Входит Мартин, толкая перед собой кресло. Придется запастись терпением, думает он: даже если я добуду доказательства измены, могу ли я позволить себе извлечь их на свет? Брайан прав. Трудно низвергнуть два старинных семейства и их присных, не успев толком похоронить Болейнов, да еще не повредить при этом девушке, чьи интересы они якобы защищают. Генрих не может быть готов до того, как я буду готов: я должен сдерживать моего кровожадного короля.
– Это не все, Фрэнсис. Когда Кэрью напишет письмо, ваша сестра Элиза должна лично отвезти его в Хансдон и поговорить с госпожой вашей матушкой. Леди Брайан состоит при Марии с рождения. Полагаю, она принимает ее интересы близко к сердцу.
– К тому же, – говорит Фрэнсис, – госпожа моя матушка не такая безголовая дура, какой кажется.
– Пусть поговорят с Марией, мать и дочь, пусть дают любые обещания. Я доверяю всему вашему семейству быть моими посредниками.

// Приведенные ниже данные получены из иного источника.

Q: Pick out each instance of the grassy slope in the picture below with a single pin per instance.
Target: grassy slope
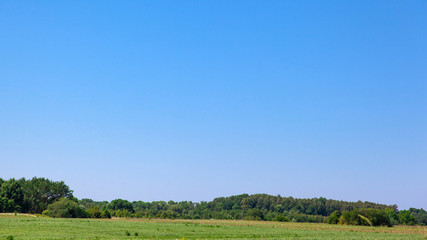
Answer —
(27, 227)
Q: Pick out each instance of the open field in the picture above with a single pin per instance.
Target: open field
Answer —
(30, 227)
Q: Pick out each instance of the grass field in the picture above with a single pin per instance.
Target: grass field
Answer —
(30, 227)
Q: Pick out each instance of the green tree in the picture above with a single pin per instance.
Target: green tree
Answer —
(120, 204)
(65, 208)
(334, 217)
(406, 218)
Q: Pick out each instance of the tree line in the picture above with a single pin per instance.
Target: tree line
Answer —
(55, 199)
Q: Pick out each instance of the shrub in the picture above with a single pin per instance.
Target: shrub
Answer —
(366, 217)
(281, 218)
(406, 218)
(334, 217)
(65, 208)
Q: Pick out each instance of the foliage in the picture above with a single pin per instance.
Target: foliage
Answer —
(38, 228)
(36, 194)
(366, 217)
(65, 208)
(406, 218)
(334, 217)
(120, 204)
(281, 218)
(420, 215)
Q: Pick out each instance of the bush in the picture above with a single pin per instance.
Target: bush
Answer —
(334, 217)
(406, 218)
(65, 208)
(254, 214)
(95, 212)
(281, 218)
(365, 217)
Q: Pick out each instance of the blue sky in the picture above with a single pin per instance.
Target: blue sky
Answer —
(191, 100)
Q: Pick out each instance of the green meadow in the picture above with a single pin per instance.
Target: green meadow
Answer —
(32, 227)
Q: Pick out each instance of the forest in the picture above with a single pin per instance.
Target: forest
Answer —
(55, 199)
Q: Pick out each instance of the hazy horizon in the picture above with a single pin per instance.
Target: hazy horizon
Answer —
(192, 100)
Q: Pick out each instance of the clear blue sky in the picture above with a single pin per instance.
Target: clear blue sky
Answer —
(191, 100)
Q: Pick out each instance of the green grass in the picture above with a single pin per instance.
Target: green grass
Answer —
(27, 227)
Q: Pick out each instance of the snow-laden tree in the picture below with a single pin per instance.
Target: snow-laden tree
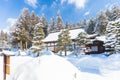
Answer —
(117, 30)
(67, 25)
(64, 40)
(108, 14)
(115, 12)
(22, 26)
(101, 23)
(91, 26)
(59, 21)
(34, 19)
(45, 24)
(113, 36)
(82, 39)
(52, 25)
(38, 37)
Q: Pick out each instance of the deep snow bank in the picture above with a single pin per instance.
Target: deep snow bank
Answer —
(46, 67)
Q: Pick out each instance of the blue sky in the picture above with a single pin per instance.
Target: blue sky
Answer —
(71, 10)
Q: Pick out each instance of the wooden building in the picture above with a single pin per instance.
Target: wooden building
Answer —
(95, 47)
(52, 39)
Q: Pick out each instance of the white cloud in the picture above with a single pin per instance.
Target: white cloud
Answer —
(11, 22)
(78, 3)
(87, 13)
(32, 3)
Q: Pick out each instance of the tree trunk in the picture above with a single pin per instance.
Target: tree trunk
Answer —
(65, 50)
(21, 45)
(26, 44)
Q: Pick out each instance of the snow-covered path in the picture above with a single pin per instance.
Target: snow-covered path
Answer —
(50, 67)
(71, 67)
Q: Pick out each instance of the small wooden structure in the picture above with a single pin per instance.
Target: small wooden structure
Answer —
(95, 47)
(52, 39)
(6, 65)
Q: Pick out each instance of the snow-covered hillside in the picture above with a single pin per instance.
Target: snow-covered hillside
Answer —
(71, 67)
(1, 68)
(50, 67)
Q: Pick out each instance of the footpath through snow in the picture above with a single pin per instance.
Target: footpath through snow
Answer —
(47, 67)
(84, 67)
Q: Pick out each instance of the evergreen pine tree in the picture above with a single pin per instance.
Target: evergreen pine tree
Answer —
(59, 23)
(115, 12)
(82, 39)
(45, 24)
(38, 37)
(52, 25)
(64, 40)
(101, 23)
(91, 26)
(113, 36)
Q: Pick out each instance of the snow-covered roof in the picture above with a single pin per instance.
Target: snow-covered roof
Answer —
(101, 38)
(54, 36)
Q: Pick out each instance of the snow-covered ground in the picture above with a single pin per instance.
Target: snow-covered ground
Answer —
(71, 67)
(1, 68)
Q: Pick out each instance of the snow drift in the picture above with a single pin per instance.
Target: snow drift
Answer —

– Что ж, – неприязненно замечает Фрэнсис, – если вам обязательно втягивать в это женщин.
– Они уже втянуты. Все это дело вертится вокруг них.
Фрэнсис смотрит в чашу. Он жадно осушил ее, словно хочет разглядеть судьбу в винном осадке.
– Одни говорят, Генрих не убьет свою дочь. Другие говорят, мы не верили, что он убьет жену. Но я… я всегда знал, что он уничтожит Анну Болейн. Если не собственными руками, то чужими.
Приходит тепло. Долгие дни, на протяжении которых, если слухи правдивы, леди Мария не берет в рот ни крошки. Короткие светлые ночи, которые она проводит, меряя комнату шагами, лицо распухло, глаза покраснели. Она утопает в горьких слезах. Слезы полезны молодым женщинам, особенно тем, у кого прекратилось обычное женское, или тем, кто жаждет мужской ласки, но вынужден обходиться без мужчины. Если королевская дочь перестанет плакать, возможно, ей станет хуже. Поэтому никто не утешает ее, когда ее рыдания доходят до рвоты. И когда она восклицает: «Пожалей меня, Господи!» – очевидно, Он ее не жалеет.
Юристы, чьего совета спросил король, постановили, что Марию следует снова привести к присяге, а стало быть, ей прекрасно известно, что ей предстоит. Разумеется, известно, говорит король. По этому поводу у нее не должно быть никаких сомнений. И все же, как месяцем раньше, имея в виду Анну Болейн, он добавляет:
– Кромвель, закон должен быть соблюден до последней буквы.
– Пригласи Шапюи, – велит Ричарду он, лорд Кромвель. – Он должен со мной поужинать. Посол скажет, что у него нет аппетита, однако ничто не мешает ему смотреть, как буду есть я.
Ричард говорит:
– Вам следовало решить этот вопрос две недели назад. С каждым днем вы подвергаете нас опасности. Почему вы не хотите сами навестить Марию?
– Потому что я могу действовать только на расстоянии.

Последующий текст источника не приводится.